Google Groups no longer supports new Usenet posts or subscriptions. Historical content remains viewable.
Dismiss

Linear Regression without a constant term

383 views
Skip to first unread message

Vivek Saxena

unread,
Mar 24, 2010, 8:03:05 AM3/24/10
to
Hi,

Is it possible to perform a linear regression in MATLAB with no constant term?

I have data for 9 regressors and I have to fit a multiple linear regression model of Y (the response) on these 9 regressors without an intercept. That is,

Y = x_1*gamma_1 + x_2*gamma_2 + ..... + x_9*gamma_9 + epsilon

I noticed that regstats automatically appends a column of 1s to the X matrix (corresponding to the 0th regression coefficient being the intercept in the usual formulation), whereas regress assumes that the input X matrix already has such a structure. The documentation states that regress will produce an incorrect model if the constant term is not present.

Thanks

Cheers
Vivek.

Peter Perkins

unread,
Mar 24, 2010, 8:18:35 AM3/24/10
to
On 3/24/2010 8:03 AM, Vivek Saxena wrote:
> I noticed that regstats automatically appends a column of 1s to the X
> matrix (corresponding to the 0th regression coefficient being the
> intercept in the usual formulation),

It's true that by passing in 'linear' to REGSTATS, you do get an intercept term, but you can specify any model you want using a terms matrix. In you case, you want a linear term for each of 9 predictors, no intercept or interactions, and no higher order terms, so the terms matrix is just eye(9).

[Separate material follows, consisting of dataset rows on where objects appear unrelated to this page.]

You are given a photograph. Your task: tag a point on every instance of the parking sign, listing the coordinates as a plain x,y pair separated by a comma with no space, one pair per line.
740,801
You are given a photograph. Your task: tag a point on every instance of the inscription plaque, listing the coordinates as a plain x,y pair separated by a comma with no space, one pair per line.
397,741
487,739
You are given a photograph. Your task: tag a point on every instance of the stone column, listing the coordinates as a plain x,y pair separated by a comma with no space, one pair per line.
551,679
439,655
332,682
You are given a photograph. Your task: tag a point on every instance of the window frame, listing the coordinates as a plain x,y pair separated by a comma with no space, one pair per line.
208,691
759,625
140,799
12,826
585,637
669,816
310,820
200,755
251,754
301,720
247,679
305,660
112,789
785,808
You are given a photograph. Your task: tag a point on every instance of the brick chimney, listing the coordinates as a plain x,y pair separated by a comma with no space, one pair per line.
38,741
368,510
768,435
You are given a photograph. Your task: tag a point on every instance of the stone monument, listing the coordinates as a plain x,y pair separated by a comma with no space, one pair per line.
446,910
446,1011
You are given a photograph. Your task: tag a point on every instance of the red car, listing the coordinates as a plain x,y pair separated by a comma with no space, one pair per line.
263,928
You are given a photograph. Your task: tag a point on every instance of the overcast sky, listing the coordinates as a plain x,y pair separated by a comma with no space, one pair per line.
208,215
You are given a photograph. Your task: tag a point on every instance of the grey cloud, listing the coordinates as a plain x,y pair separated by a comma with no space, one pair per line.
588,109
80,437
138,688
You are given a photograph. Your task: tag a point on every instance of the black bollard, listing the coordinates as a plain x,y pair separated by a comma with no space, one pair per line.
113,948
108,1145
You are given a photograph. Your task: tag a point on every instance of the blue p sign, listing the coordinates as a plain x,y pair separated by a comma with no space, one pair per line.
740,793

> whereas regress assumes that the
> input X matrix already has such a structure. The documentation states
> that regress will produce an incorrect model if the constant term is not
> present.

I think you're referring to this:

X should include a column of ones so that the model contains a constant
term. The F statistic and p value are computed under the assumption
that the model contains a constant term, and they are not correct for
models without a constant. The R-square value is one minus the ratio of
the error sum of squares to the total sum of squares. This value can
be negative for models without a constant, which indicates that the
model is not appropriate for the data.

The model itself, i.e., the estimated coefficients and their CIs, are estimated correctly when the model does not include an intercept. It's only the F statistic and the R^2 that become invalid when there's no intercept. Both of these goodness-of-fit statistics assume that the model y = constant + error is a special case of the model you're fitting, and if there's no intercept, it isn't.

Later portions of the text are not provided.